The BigIR max height is about 32 feet or about an 1/8 wave antenna. The BigIR continues to not need an antenna matcher by adding an inductance in series with the 32 foot radiator. This inductance brings the antenna system into resonance with a resulting impedance of about 13 ohms. A 4:1 balun wound on an internal toroid transforms this to about 50 ohms… a slick system.

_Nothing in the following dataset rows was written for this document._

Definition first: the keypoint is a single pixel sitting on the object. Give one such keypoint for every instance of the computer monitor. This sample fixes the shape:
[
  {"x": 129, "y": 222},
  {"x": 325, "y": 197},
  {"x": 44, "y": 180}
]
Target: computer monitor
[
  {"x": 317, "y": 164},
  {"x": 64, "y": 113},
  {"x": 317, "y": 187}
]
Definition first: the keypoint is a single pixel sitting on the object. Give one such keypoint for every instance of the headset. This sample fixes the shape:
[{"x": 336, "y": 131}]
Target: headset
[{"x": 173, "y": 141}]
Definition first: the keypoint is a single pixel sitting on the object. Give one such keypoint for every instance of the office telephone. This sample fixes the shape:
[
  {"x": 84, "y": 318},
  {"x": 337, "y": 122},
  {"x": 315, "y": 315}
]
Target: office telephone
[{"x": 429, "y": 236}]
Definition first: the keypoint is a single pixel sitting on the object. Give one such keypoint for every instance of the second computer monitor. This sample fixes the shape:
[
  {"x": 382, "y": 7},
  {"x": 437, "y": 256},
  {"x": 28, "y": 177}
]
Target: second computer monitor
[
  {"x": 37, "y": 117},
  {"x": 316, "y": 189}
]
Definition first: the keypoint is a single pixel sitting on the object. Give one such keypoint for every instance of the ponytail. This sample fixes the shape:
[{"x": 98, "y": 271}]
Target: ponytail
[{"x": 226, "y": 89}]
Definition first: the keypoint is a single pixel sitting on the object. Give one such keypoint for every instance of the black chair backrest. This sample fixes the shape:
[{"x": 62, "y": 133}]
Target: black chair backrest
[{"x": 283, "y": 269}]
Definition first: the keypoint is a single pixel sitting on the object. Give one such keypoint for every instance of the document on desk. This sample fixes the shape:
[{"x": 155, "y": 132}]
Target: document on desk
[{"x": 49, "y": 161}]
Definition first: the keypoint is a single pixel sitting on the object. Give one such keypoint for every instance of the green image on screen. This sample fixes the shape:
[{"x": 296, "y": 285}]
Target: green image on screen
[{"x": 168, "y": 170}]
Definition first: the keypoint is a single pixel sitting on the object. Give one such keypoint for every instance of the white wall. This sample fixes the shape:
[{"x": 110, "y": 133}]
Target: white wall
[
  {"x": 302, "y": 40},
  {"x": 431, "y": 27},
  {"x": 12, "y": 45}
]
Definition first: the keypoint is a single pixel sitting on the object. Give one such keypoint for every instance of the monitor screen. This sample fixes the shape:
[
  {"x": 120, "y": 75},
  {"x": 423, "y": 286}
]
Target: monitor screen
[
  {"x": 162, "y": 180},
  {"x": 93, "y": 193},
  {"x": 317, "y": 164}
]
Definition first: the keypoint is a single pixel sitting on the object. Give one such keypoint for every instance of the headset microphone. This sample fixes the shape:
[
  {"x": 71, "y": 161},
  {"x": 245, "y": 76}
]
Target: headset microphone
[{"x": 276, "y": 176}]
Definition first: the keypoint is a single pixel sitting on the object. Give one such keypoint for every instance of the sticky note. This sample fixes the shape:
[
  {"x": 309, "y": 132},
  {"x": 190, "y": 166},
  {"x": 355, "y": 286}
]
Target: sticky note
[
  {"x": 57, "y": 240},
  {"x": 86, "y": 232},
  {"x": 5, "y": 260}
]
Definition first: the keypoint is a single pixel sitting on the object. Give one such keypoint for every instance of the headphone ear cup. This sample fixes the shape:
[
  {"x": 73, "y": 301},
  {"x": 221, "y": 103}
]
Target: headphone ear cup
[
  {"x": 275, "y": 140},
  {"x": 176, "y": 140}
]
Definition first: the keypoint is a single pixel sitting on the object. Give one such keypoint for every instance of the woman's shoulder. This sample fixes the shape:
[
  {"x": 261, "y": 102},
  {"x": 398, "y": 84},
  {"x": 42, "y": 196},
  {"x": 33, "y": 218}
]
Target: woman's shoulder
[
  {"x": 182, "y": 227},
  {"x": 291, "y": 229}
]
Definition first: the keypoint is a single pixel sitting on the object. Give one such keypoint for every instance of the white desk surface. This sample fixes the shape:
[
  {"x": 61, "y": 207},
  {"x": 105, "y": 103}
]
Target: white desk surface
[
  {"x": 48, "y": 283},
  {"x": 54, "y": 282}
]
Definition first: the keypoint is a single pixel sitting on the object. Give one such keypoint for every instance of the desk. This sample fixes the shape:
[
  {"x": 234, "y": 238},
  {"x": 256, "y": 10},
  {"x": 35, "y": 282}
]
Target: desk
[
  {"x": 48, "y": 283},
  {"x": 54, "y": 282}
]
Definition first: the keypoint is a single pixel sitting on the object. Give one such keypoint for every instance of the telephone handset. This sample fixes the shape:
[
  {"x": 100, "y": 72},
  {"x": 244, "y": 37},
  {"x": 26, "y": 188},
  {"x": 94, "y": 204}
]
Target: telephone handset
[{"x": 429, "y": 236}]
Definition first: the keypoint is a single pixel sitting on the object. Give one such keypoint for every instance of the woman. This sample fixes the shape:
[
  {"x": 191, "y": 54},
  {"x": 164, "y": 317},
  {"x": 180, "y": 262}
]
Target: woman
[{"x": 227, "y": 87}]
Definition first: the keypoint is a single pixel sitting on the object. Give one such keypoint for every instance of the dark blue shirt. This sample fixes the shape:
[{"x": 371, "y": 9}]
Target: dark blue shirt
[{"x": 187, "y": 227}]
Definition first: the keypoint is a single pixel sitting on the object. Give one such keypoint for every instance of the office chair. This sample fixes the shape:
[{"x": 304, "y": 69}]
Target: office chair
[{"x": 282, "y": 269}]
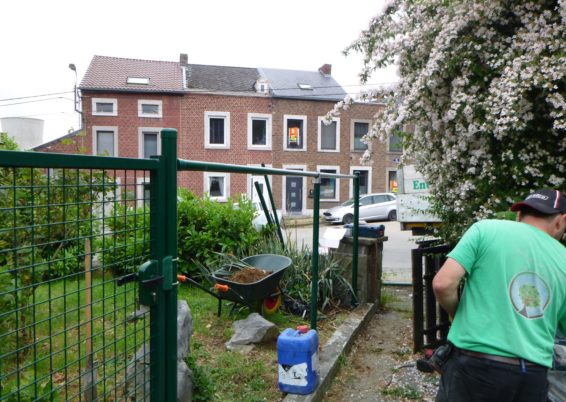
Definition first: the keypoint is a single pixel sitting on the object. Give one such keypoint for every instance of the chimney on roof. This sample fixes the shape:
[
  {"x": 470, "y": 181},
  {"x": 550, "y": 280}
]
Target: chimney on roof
[{"x": 326, "y": 69}]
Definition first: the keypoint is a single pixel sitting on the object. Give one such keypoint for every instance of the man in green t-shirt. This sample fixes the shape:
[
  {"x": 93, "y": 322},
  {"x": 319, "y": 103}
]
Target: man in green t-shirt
[{"x": 513, "y": 301}]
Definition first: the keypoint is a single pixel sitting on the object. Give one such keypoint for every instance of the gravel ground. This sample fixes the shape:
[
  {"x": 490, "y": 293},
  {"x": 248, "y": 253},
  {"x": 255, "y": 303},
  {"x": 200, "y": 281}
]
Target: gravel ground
[{"x": 381, "y": 365}]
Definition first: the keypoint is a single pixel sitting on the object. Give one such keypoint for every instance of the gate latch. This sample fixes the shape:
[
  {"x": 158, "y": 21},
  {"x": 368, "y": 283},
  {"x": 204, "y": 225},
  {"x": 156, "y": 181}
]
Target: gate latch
[{"x": 149, "y": 281}]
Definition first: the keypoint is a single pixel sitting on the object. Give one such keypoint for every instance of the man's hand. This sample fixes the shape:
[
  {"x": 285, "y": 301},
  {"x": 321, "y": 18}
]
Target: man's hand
[{"x": 445, "y": 285}]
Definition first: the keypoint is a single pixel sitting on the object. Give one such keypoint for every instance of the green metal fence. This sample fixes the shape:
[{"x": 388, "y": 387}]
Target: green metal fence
[
  {"x": 88, "y": 273},
  {"x": 72, "y": 229}
]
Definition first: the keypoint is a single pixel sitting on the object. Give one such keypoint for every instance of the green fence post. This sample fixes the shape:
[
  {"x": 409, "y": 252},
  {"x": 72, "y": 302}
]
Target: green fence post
[
  {"x": 263, "y": 203},
  {"x": 355, "y": 233},
  {"x": 275, "y": 217},
  {"x": 164, "y": 250},
  {"x": 314, "y": 276}
]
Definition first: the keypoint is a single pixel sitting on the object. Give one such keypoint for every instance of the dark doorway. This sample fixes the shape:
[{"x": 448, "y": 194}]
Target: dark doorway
[{"x": 294, "y": 195}]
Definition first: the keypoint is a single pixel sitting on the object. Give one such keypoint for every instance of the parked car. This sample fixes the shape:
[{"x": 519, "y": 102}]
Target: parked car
[{"x": 372, "y": 207}]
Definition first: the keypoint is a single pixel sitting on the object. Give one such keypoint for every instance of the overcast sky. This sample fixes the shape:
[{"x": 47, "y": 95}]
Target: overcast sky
[{"x": 41, "y": 38}]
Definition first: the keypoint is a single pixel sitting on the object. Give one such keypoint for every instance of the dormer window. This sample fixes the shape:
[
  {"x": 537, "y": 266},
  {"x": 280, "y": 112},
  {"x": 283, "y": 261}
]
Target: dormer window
[
  {"x": 305, "y": 86},
  {"x": 138, "y": 80},
  {"x": 104, "y": 107},
  {"x": 262, "y": 86}
]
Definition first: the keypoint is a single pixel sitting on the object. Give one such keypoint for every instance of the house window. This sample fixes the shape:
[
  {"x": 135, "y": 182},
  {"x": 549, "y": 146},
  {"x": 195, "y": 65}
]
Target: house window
[
  {"x": 105, "y": 141},
  {"x": 259, "y": 131},
  {"x": 217, "y": 185},
  {"x": 149, "y": 142},
  {"x": 295, "y": 133},
  {"x": 395, "y": 142},
  {"x": 217, "y": 129},
  {"x": 365, "y": 180},
  {"x": 150, "y": 108},
  {"x": 360, "y": 129},
  {"x": 104, "y": 107},
  {"x": 328, "y": 135},
  {"x": 262, "y": 86},
  {"x": 329, "y": 185}
]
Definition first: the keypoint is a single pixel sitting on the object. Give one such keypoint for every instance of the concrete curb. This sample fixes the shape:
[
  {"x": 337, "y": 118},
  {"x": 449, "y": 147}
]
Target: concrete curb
[{"x": 338, "y": 345}]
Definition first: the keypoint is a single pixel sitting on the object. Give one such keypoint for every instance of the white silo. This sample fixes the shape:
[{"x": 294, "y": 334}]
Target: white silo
[{"x": 27, "y": 132}]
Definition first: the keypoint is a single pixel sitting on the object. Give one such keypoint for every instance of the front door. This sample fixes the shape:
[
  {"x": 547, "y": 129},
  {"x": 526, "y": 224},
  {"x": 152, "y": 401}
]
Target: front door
[{"x": 294, "y": 195}]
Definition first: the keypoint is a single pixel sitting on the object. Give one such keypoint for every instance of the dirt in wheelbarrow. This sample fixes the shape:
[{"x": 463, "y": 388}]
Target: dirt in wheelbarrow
[{"x": 248, "y": 275}]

Here are the two antennas with radials appropriate to 80 meters…
…and the plots…
Very very close…
- Both antenna exhibit 0 dBi gain peaking around 25 degrees
- Like with 40 meters, the 43 foot antenna puts just a little more higher current conductor higher in the air, but just a little
- The SWR for the BigIR calculates fine for this, but I have found EZNEC a bit difficult to predict SWR with real-world lengths. The folks at SteppIR suggests the SWR will be under 2:1 for the 80 and 75 meter bands when using their 80m option coil
- I could not simulate any respectable SWR with EZNEC for anything between 3.5 and 4.0 MHz – I suspect your results may be better since folks seem to have reasonable results
I would call these results a wash. Both antennas work on 80 even though both are short for this band. It might seem surprising they are so similar despite the height difference. However, this pattern similarity reveals not all of an antenna’s length is actually used for radiating effectively. Indeed, the high current portion of the antenna does much of the work and in this case the lower portion of the antenna is this higher current area.